夕暮れ時だ。いや、もうほとんど日は落ちている。それでもNPCもプレイヤーもたくさんの人でウロブルの街はごった返していた。
道の脇には明かりの点り始めた街灯が並び、屋台から美味しそうな匂いが漂ってきている。今日はこのあたりで何か食べるのもいいなと店頭を物色していると、その場に似合わない男たちの荒々しい声が聞こえてきた。
「いたか!?」
「確かにこちらに来たはずだ」
「お前はあちらを探せ!」
六名ほどだろうか。
彼らは見たことのある衣装を着ていた。
第六都市の親衛隊の黒い騎士服だ。ええ……ここ第五都市だよ?
いかん。奴らは鬼門だ。俺のことではないんだろうが、ここで会ったが百年目をされたら捕まってしまう。不自然にならないように彼らの目に留まらないように移動しようとして、息が止まる。
藍色のストール。
見知った背格好の女性がいた。
俺は素早く人の波をぬってそのそばへ向かう。
後ろからは親衛隊が近づいてきていた。
そばまできて、横顔が見えるくらいになって、やはり彼女だと確信した。
「アンジェリーナさん?」
呼んだ途端、回復の光が見えた。これは、他人には見えないやつだから、この薄暗い人混みの中で目立つようなことはない。
だが、回復してるのだ。
アンジェリーナさんが怪我をしている。
「セツナくん!?」
驚きの声はとても小さく人目を気にしているものだった。
俺は彼女の左腕をとると、ぐいっと引っ張る。
「セツナくん……」
人混みをかき分け向かう先は学院だ。後ろの親衛隊に不自然に思われないくらいに早足になる。
入り口には都合がいいことに見知った人がいた。
「こんばんは、ソールさん。実は俺の修復師のお師匠様なんですけど、ちょっと修復のお仕事、俺の手に負えないレベルのがありまして。一時的に学院に入ることってできますか?」
「こんばんは。修復師ですか。研究者さんの本の修復ですよね……」
「ブラウン先生に確認していただけませんか? 先日言っていた、修復師の師匠を連れてきましたって」
「少々お待ちくださいね」
そう言って俺たちを受付詰め所の中へ招き入れてくれた。
「座っていてください」
俺はアンジェリーナさんを座らせる。ほどなくしてソールさんが帰ってきた。
「ブラウン先生から許可をいただきました。一時的な通行許可証です」
アンジェリーナさんの分を持ってきてくれた。
「それじゃあ行きましょう」
俺が先導してアンジェリーナさんが後をついてくる。歩いている姿に不自然さはないのでそこまで大けがをしているわけではなさそうだ。こっそり胸をなで下ろす。それでも表情が硬いので心配だった。

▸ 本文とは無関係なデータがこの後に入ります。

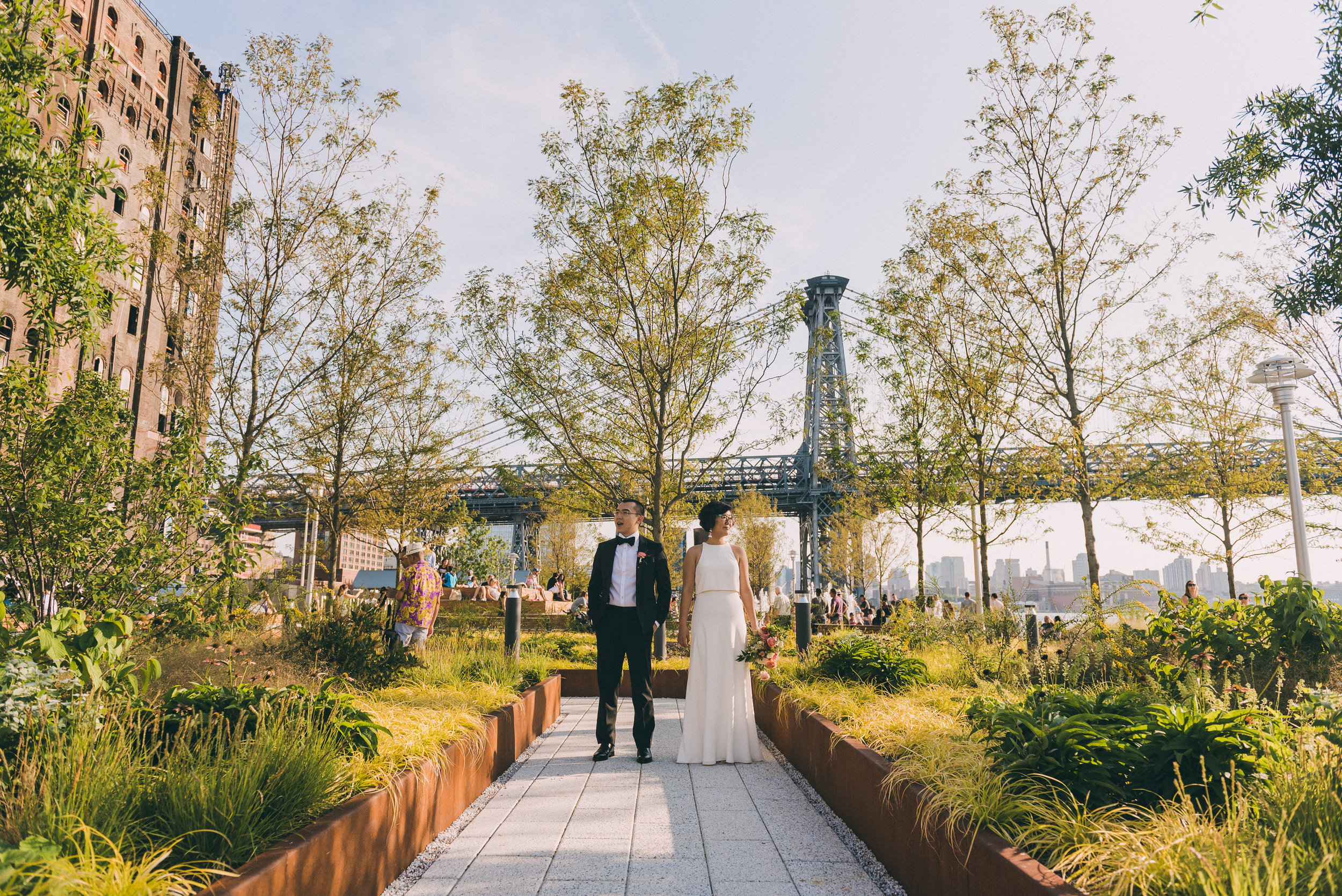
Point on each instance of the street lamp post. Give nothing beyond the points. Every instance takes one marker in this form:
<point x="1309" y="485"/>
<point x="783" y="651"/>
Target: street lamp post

「俺が学院でお世話になっている生活魔法の先生なんですよ」
ドアをノックすると中から声があった。そういえばこっちから来るのは久しぶりだった。いつも準備室からこんにちはだからな。
「失礼します。ありがとうございました」
「どこまで本当だ?」
「師匠は本当ですよ」
いつもだらっと座っているソファが空けてあるのはアンジェリーナさんのためだろう。俺は彼女にソファをすすめる。

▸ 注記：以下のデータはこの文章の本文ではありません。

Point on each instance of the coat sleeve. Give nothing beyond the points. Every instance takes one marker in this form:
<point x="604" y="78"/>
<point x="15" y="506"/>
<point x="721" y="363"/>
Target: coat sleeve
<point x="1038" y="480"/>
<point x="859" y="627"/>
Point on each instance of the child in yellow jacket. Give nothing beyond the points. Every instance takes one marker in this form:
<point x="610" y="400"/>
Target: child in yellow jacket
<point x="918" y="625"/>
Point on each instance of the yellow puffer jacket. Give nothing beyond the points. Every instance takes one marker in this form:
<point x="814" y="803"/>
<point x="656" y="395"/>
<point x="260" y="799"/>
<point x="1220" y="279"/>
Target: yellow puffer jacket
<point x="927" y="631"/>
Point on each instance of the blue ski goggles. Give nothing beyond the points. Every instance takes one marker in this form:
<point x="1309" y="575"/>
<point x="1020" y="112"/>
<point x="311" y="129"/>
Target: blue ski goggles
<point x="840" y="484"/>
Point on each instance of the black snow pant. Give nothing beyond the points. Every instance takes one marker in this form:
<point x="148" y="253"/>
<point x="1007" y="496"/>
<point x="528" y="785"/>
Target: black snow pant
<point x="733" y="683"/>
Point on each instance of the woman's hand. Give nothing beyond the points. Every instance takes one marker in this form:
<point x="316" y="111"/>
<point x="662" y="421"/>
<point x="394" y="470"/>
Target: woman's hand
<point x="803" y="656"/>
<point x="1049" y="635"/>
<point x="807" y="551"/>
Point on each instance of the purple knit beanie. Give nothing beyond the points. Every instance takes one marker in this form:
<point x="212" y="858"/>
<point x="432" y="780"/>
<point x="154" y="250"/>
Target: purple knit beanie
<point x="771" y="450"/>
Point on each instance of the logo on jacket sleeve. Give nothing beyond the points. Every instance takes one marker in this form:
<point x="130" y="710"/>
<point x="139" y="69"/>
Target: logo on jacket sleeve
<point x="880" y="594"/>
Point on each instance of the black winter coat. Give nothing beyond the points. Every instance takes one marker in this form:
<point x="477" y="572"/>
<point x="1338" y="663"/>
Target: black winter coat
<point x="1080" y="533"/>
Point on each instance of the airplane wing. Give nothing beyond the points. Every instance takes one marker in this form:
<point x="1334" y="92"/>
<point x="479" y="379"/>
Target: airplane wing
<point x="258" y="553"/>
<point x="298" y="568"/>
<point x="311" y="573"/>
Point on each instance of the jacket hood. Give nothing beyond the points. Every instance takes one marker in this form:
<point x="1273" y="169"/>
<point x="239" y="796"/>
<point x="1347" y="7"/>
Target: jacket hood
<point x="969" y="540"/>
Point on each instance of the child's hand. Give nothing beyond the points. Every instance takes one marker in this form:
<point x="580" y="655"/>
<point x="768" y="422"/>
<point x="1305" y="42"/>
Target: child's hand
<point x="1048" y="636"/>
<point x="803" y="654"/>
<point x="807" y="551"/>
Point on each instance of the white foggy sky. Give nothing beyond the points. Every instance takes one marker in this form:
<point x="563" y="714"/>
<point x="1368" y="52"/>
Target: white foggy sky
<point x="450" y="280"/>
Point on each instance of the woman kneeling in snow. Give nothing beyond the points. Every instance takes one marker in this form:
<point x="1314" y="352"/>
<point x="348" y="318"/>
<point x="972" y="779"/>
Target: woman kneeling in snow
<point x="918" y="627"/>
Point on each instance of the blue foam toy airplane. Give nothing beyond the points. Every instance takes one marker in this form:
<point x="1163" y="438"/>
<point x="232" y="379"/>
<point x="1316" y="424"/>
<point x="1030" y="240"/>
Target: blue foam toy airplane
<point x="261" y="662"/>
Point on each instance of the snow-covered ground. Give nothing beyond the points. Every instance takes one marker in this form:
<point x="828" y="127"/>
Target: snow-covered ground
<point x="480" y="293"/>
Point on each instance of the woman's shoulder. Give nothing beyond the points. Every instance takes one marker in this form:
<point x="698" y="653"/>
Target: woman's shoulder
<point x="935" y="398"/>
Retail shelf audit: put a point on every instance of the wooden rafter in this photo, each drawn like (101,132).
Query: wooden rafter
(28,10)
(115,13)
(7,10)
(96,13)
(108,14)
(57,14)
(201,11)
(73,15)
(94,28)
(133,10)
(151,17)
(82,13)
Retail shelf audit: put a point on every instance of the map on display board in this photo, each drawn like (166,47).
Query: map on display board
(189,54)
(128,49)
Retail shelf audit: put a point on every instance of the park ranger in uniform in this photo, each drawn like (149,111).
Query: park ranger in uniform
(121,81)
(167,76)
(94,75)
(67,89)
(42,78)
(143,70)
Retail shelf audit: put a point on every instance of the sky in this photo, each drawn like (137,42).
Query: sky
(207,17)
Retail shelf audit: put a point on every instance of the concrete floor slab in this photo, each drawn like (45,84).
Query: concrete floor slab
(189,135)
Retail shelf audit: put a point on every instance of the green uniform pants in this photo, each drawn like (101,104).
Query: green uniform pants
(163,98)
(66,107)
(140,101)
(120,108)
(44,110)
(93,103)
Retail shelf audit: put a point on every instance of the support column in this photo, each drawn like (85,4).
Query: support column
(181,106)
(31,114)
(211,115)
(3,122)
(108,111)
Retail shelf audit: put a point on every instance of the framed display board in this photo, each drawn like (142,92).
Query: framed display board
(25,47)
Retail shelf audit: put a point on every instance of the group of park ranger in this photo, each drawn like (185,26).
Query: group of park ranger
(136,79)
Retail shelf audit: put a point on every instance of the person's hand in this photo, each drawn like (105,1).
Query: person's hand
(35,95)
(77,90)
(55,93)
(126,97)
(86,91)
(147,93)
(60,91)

さらにブラウン先生は生活魔法を駆使したコーヒーを入れてくれた。えぐいんだよね、この人の生活魔法。さすが始祖。
「アンジェリーナさん、怪我とかは大丈夫ですか?」
名を呼ぶと、今度は回復が行われなかった。全回復したっぽい。
「ありがとう。平気よ。ごめんなさいね、変なことに巻き込んで」
「いえ、あれって第六都市の親衛隊ですよね」
俺の言葉に立ったままコーヒーを飲んでいるブラウン先生がピクリと眉を動かした。
アンジェリーナさんは頷いてブラウン先生に向き直る。
「お手数をおかけしました。私はアランブレで貸本屋を営んでおります、アンジェリーナと申します。第六都市の貸本屋に行ってきたんだけど、変に疑われてしまってね。噂は聞いていたから面倒に巻き込まれたくなくて逃げてしまったのがよくなかった。普通に質問に応えればよかったわ」
「あんな危ないところに女性一人で行ったらダメですよ!!」
俺の猛抗議にアンジェリーナさんは笑っていた。